俺様御曹司の悩殺プロポーズ



花ちゃんを目で追って風原さんのテーブルを見ると、隣にいた佐川さんがスポンサー達お偉いさんのテーブルに呼ばれて、移動中だった。


他のテーブルも適当に席替えが始まっていて、結局は親しい人同士の集まりがあちこちにできていた。
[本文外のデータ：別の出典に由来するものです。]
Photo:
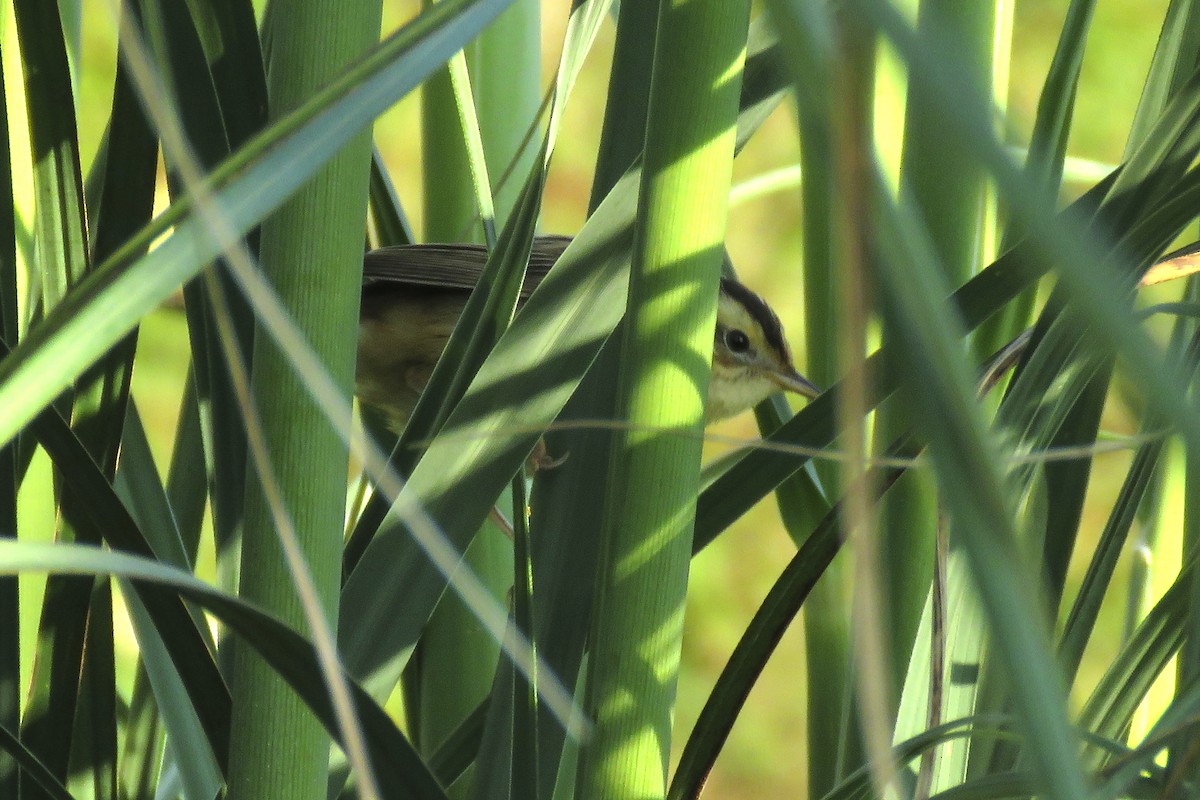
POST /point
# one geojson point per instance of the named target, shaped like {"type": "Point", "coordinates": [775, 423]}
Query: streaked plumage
{"type": "Point", "coordinates": [412, 298]}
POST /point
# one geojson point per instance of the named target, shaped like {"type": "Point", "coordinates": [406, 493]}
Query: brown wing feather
{"type": "Point", "coordinates": [450, 266]}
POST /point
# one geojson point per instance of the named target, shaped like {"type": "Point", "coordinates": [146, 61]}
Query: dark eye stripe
{"type": "Point", "coordinates": [761, 313]}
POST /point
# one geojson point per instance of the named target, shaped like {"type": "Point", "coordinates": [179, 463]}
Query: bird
{"type": "Point", "coordinates": [414, 294]}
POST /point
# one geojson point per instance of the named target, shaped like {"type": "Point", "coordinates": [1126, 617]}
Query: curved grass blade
{"type": "Point", "coordinates": [246, 187]}
{"type": "Point", "coordinates": [749, 657]}
{"type": "Point", "coordinates": [400, 771]}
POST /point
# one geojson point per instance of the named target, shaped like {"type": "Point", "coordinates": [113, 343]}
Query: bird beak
{"type": "Point", "coordinates": [793, 382]}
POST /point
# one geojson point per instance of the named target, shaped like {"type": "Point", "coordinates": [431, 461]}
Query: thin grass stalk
{"type": "Point", "coordinates": [948, 187]}
{"type": "Point", "coordinates": [47, 727]}
{"type": "Point", "coordinates": [833, 729]}
{"type": "Point", "coordinates": [312, 250]}
{"type": "Point", "coordinates": [636, 629]}
{"type": "Point", "coordinates": [10, 595]}
{"type": "Point", "coordinates": [457, 656]}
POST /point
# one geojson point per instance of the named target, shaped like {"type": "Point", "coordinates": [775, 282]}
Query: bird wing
{"type": "Point", "coordinates": [451, 266]}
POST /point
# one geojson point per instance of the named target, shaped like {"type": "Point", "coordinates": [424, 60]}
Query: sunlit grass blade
{"type": "Point", "coordinates": [250, 185]}
{"type": "Point", "coordinates": [400, 771]}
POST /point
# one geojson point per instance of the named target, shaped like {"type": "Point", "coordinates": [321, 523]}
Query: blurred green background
{"type": "Point", "coordinates": [765, 757]}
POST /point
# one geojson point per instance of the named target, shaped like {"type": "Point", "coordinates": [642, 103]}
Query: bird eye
{"type": "Point", "coordinates": [737, 341]}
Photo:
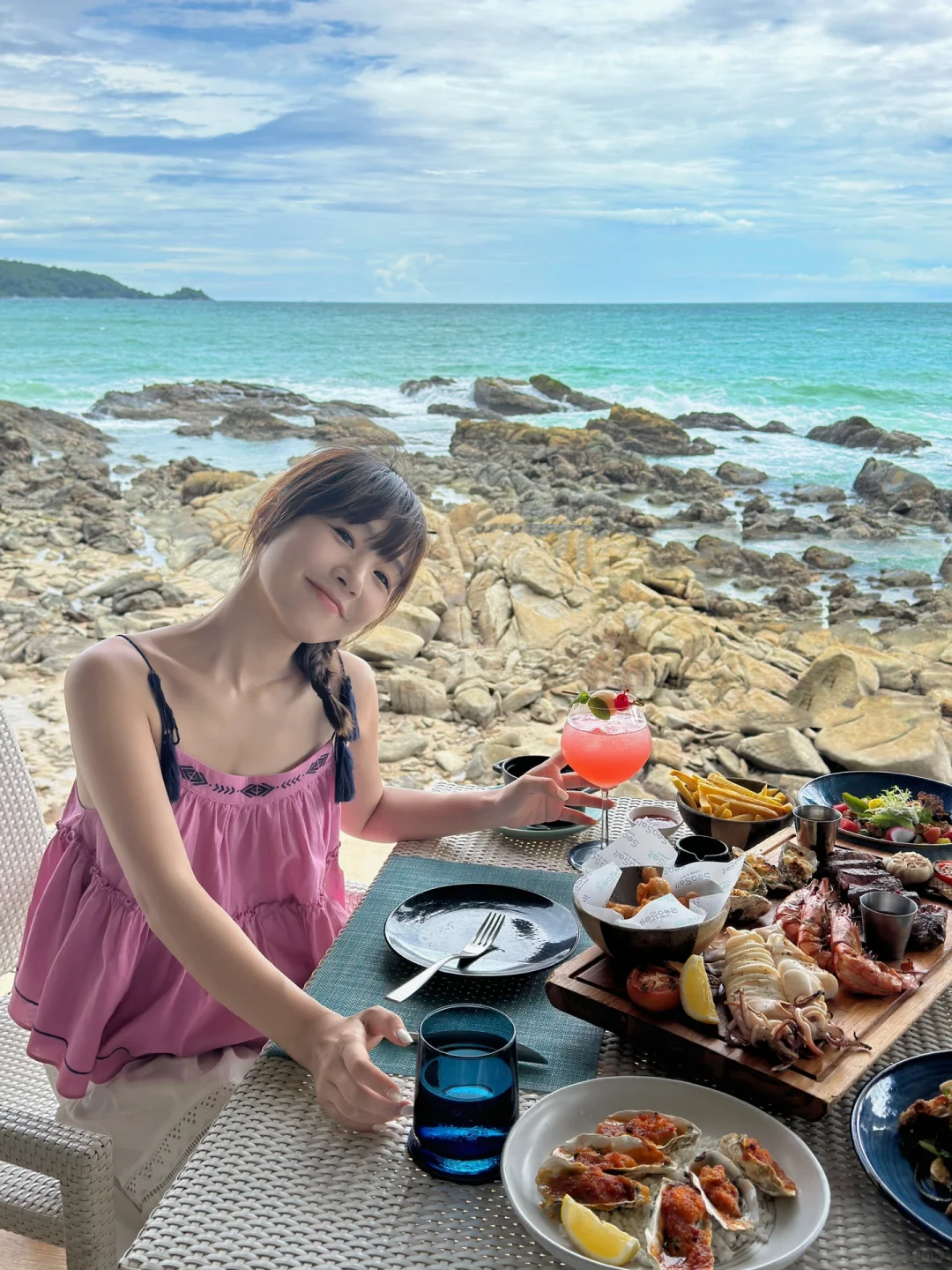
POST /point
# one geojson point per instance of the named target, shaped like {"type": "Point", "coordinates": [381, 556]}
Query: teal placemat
{"type": "Point", "coordinates": [360, 969]}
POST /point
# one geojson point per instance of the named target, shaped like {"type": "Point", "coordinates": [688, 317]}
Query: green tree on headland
{"type": "Point", "coordinates": [22, 280]}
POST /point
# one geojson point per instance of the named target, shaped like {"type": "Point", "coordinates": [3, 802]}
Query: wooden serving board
{"type": "Point", "coordinates": [591, 987]}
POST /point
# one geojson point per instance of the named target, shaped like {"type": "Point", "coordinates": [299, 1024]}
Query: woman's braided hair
{"type": "Point", "coordinates": [358, 488]}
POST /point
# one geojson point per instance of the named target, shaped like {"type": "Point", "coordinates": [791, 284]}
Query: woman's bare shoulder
{"type": "Point", "coordinates": [111, 667]}
{"type": "Point", "coordinates": [358, 671]}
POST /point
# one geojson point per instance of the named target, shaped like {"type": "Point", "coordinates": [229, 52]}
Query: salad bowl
{"type": "Point", "coordinates": [831, 790]}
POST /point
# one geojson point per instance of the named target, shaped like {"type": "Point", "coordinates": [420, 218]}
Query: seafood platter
{"type": "Point", "coordinates": [711, 1185]}
{"type": "Point", "coordinates": [787, 1001]}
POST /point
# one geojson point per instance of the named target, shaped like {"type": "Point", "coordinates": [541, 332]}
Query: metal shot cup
{"type": "Point", "coordinates": [816, 828]}
{"type": "Point", "coordinates": [700, 846]}
{"type": "Point", "coordinates": [888, 920]}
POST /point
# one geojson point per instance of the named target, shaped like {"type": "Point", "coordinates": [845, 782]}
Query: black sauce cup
{"type": "Point", "coordinates": [695, 848]}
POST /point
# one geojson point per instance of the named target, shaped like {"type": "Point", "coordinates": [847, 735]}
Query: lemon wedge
{"type": "Point", "coordinates": [695, 996]}
{"type": "Point", "coordinates": [594, 1237]}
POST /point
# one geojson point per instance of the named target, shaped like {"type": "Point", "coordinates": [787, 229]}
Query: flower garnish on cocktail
{"type": "Point", "coordinates": [606, 739]}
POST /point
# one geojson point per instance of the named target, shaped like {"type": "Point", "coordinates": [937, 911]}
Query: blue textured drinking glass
{"type": "Point", "coordinates": [467, 1093]}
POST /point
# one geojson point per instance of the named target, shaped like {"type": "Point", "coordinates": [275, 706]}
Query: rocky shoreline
{"type": "Point", "coordinates": [547, 573]}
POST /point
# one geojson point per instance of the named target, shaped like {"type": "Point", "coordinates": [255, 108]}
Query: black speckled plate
{"type": "Point", "coordinates": [537, 932]}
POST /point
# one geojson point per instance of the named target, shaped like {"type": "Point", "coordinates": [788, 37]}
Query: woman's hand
{"type": "Point", "coordinates": [546, 794]}
{"type": "Point", "coordinates": [346, 1085]}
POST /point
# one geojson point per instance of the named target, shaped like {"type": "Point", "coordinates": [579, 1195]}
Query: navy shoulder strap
{"type": "Point", "coordinates": [167, 759]}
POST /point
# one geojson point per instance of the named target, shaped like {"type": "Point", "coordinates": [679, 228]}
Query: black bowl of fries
{"type": "Point", "coordinates": [740, 813]}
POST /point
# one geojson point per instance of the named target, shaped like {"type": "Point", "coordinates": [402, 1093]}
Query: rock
{"type": "Point", "coordinates": [385, 644]}
{"type": "Point", "coordinates": [202, 482]}
{"type": "Point", "coordinates": [449, 761]}
{"type": "Point", "coordinates": [522, 696]}
{"type": "Point", "coordinates": [219, 568]}
{"type": "Point", "coordinates": [539, 571]}
{"type": "Point", "coordinates": [818, 494]}
{"type": "Point", "coordinates": [473, 703]}
{"type": "Point", "coordinates": [839, 677]}
{"type": "Point", "coordinates": [721, 421]}
{"type": "Point", "coordinates": [905, 578]}
{"type": "Point", "coordinates": [888, 733]}
{"type": "Point", "coordinates": [413, 387]}
{"type": "Point", "coordinates": [557, 392]}
{"type": "Point", "coordinates": [417, 620]}
{"type": "Point", "coordinates": [544, 623]}
{"type": "Point", "coordinates": [544, 712]}
{"type": "Point", "coordinates": [859, 433]}
{"type": "Point", "coordinates": [736, 474]}
{"type": "Point", "coordinates": [461, 412]}
{"type": "Point", "coordinates": [253, 423]}
{"type": "Point", "coordinates": [880, 481]}
{"type": "Point", "coordinates": [793, 600]}
{"type": "Point", "coordinates": [782, 751]}
{"type": "Point", "coordinates": [502, 397]}
{"type": "Point", "coordinates": [413, 693]}
{"type": "Point", "coordinates": [141, 600]}
{"type": "Point", "coordinates": [825, 560]}
{"type": "Point", "coordinates": [494, 612]}
{"type": "Point", "coordinates": [648, 433]}
{"type": "Point", "coordinates": [394, 750]}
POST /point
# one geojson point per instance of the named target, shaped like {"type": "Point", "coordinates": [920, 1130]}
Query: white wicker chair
{"type": "Point", "coordinates": [56, 1181]}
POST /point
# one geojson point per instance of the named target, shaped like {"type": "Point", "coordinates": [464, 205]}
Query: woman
{"type": "Point", "coordinates": [185, 898]}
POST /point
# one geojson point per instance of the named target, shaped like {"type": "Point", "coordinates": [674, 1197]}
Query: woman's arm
{"type": "Point", "coordinates": [109, 709]}
{"type": "Point", "coordinates": [387, 814]}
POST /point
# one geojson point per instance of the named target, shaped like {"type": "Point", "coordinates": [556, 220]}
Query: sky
{"type": "Point", "coordinates": [484, 150]}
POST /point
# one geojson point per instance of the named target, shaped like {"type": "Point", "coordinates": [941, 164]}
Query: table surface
{"type": "Point", "coordinates": [276, 1185]}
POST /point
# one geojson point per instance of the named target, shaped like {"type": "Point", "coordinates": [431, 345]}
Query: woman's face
{"type": "Point", "coordinates": [325, 580]}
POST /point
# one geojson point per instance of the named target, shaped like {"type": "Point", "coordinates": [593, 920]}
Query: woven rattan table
{"type": "Point", "coordinates": [276, 1185]}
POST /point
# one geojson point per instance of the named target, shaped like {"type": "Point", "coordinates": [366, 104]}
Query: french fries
{"type": "Point", "coordinates": [725, 800]}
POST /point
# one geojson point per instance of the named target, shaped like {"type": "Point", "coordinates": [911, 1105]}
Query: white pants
{"type": "Point", "coordinates": [155, 1110]}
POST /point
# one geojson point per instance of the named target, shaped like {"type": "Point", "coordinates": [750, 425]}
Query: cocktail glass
{"type": "Point", "coordinates": [606, 741]}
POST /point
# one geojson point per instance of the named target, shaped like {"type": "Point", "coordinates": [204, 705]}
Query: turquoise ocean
{"type": "Point", "coordinates": [801, 363]}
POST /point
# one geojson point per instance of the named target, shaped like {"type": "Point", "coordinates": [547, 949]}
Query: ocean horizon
{"type": "Point", "coordinates": [801, 363]}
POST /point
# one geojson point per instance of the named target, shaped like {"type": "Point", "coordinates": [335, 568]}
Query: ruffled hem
{"type": "Point", "coordinates": [97, 989]}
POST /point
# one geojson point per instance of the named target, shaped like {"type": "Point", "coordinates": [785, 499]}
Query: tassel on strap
{"type": "Point", "coordinates": [167, 759]}
{"type": "Point", "coordinates": [344, 788]}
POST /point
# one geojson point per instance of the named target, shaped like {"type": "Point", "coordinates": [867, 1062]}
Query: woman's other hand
{"type": "Point", "coordinates": [546, 793]}
{"type": "Point", "coordinates": [346, 1085]}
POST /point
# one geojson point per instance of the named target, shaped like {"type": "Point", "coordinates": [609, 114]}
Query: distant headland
{"type": "Point", "coordinates": [22, 280]}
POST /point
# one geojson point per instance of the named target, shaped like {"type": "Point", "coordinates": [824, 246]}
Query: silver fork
{"type": "Point", "coordinates": [481, 943]}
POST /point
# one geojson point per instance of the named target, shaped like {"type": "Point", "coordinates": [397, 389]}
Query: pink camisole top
{"type": "Point", "coordinates": [94, 986]}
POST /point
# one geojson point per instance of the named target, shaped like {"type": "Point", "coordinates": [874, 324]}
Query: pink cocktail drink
{"type": "Point", "coordinates": [606, 752]}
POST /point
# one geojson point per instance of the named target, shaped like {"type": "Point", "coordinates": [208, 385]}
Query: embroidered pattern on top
{"type": "Point", "coordinates": [256, 788]}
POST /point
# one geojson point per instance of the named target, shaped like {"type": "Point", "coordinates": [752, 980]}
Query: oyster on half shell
{"type": "Point", "coordinates": [680, 1231]}
{"type": "Point", "coordinates": [672, 1133]}
{"type": "Point", "coordinates": [607, 1152]}
{"type": "Point", "coordinates": [729, 1197]}
{"type": "Point", "coordinates": [589, 1185]}
{"type": "Point", "coordinates": [756, 1163]}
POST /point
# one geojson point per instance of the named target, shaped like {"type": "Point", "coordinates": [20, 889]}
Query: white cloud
{"type": "Point", "coordinates": [487, 135]}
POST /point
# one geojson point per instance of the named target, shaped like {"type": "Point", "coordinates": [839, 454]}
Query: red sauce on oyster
{"type": "Point", "coordinates": [649, 1125]}
{"type": "Point", "coordinates": [682, 1214]}
{"type": "Point", "coordinates": [720, 1191]}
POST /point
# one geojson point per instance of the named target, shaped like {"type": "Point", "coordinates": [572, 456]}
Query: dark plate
{"type": "Point", "coordinates": [828, 790]}
{"type": "Point", "coordinates": [874, 1128]}
{"type": "Point", "coordinates": [537, 932]}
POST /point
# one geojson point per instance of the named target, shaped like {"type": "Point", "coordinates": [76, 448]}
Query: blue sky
{"type": "Point", "coordinates": [484, 150]}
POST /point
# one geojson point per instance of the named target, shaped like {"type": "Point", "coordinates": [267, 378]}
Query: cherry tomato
{"type": "Point", "coordinates": [652, 987]}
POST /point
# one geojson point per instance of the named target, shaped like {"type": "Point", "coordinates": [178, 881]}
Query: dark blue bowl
{"type": "Point", "coordinates": [828, 790]}
{"type": "Point", "coordinates": [874, 1128]}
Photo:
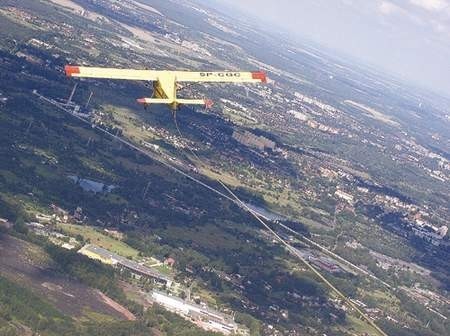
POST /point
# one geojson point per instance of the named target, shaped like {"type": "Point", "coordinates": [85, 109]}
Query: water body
{"type": "Point", "coordinates": [90, 185]}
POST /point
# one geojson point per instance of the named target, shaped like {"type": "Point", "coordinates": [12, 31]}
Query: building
{"type": "Point", "coordinates": [345, 196]}
{"type": "Point", "coordinates": [203, 316]}
{"type": "Point", "coordinates": [4, 223]}
{"type": "Point", "coordinates": [124, 264]}
{"type": "Point", "coordinates": [169, 262]}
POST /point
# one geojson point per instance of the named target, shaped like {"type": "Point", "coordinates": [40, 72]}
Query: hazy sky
{"type": "Point", "coordinates": [410, 38]}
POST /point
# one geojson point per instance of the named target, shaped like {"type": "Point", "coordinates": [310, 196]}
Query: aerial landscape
{"type": "Point", "coordinates": [311, 202]}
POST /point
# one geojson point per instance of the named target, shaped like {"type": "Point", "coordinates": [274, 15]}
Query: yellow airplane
{"type": "Point", "coordinates": [165, 82]}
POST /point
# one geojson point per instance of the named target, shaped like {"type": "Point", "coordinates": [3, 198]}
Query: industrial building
{"type": "Point", "coordinates": [203, 316]}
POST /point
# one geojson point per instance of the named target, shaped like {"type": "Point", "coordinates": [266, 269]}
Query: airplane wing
{"type": "Point", "coordinates": [111, 73]}
{"type": "Point", "coordinates": [154, 75]}
{"type": "Point", "coordinates": [222, 76]}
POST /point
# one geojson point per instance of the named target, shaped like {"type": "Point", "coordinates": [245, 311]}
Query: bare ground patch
{"type": "Point", "coordinates": [30, 266]}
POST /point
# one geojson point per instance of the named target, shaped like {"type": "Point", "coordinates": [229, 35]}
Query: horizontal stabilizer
{"type": "Point", "coordinates": [154, 101]}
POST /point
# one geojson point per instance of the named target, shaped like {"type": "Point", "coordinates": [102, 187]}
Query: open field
{"type": "Point", "coordinates": [28, 265]}
{"type": "Point", "coordinates": [97, 238]}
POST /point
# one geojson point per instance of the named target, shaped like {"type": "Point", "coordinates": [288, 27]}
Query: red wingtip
{"type": "Point", "coordinates": [261, 75]}
{"type": "Point", "coordinates": [71, 69]}
{"type": "Point", "coordinates": [208, 103]}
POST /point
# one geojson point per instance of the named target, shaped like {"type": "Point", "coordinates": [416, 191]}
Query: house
{"type": "Point", "coordinates": [169, 262]}
{"type": "Point", "coordinates": [4, 223]}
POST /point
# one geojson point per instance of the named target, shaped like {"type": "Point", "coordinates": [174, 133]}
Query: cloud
{"type": "Point", "coordinates": [388, 8]}
{"type": "Point", "coordinates": [431, 5]}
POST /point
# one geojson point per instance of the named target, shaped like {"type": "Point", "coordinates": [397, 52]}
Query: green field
{"type": "Point", "coordinates": [97, 238]}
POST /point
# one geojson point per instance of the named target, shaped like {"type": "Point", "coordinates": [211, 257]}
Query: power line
{"type": "Point", "coordinates": [289, 247]}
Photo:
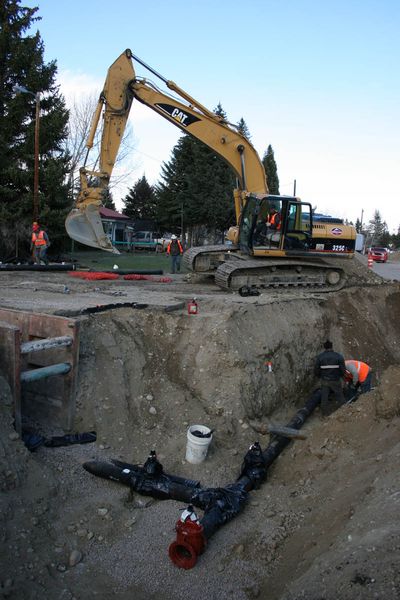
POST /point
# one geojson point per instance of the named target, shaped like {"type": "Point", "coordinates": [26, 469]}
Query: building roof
{"type": "Point", "coordinates": [107, 213]}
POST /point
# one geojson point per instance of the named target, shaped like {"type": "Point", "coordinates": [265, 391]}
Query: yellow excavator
{"type": "Point", "coordinates": [287, 250]}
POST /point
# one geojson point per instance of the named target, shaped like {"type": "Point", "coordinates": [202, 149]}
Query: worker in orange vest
{"type": "Point", "coordinates": [175, 251]}
{"type": "Point", "coordinates": [273, 219]}
{"type": "Point", "coordinates": [358, 375]}
{"type": "Point", "coordinates": [39, 244]}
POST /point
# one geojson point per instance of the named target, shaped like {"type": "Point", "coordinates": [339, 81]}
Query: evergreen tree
{"type": "Point", "coordinates": [378, 233]}
{"type": "Point", "coordinates": [271, 171]}
{"type": "Point", "coordinates": [140, 202]}
{"type": "Point", "coordinates": [21, 63]}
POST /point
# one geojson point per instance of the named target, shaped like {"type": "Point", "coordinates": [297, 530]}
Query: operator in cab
{"type": "Point", "coordinates": [268, 230]}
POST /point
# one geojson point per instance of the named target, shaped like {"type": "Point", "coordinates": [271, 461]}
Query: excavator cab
{"type": "Point", "coordinates": [275, 225]}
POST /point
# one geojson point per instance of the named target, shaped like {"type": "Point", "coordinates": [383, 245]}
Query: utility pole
{"type": "Point", "coordinates": [24, 90]}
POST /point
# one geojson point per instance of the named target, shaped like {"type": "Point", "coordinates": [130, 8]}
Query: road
{"type": "Point", "coordinates": [389, 270]}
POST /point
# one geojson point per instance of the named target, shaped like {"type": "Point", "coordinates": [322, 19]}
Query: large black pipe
{"type": "Point", "coordinates": [52, 267]}
{"type": "Point", "coordinates": [220, 505]}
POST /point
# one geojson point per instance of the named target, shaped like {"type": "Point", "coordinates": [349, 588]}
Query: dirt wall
{"type": "Point", "coordinates": [320, 527]}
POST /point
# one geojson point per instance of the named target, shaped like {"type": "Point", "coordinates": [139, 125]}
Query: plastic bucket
{"type": "Point", "coordinates": [197, 447]}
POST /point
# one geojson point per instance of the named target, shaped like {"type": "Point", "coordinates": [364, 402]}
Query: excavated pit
{"type": "Point", "coordinates": [324, 525]}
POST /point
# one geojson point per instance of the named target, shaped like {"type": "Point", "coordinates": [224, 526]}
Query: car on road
{"type": "Point", "coordinates": [379, 254]}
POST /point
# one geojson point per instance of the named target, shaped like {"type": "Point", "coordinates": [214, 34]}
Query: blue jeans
{"type": "Point", "coordinates": [365, 386]}
{"type": "Point", "coordinates": [39, 254]}
{"type": "Point", "coordinates": [175, 263]}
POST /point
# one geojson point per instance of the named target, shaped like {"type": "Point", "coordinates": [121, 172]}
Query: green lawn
{"type": "Point", "coordinates": [99, 261]}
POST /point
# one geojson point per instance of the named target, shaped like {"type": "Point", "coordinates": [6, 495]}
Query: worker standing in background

風原さんの隣に座り、迷惑そうな彼に嬉々として絡む花ちゃん。

その様子を見て、羨ましいと思っていた。


私も隣に行きたい。

行きたいけど、行けない。

私は他の誰より彼の心に近い女のはずなのに、離れていないといけないなんて……そんなの淋しすぎるんですけど‼︎


そう心で叫んだ時、「日ー野ーさん!」と隣で声がした。


見ると、いつの間にか花ちゃんの席には、スタジオ担当ADの麵堂(メンドウ)くんが座っていた。


彼は私より一つ年下の、23歳。

ぽってり体型で顔が油っぽい彼の趣味は、ラーメン屋巡り。

そんなに接点のない私達だけど、美味しいラーメン屋さんを教えてくれたことがキッカケで、顔を合わせれば会話するようになっていた。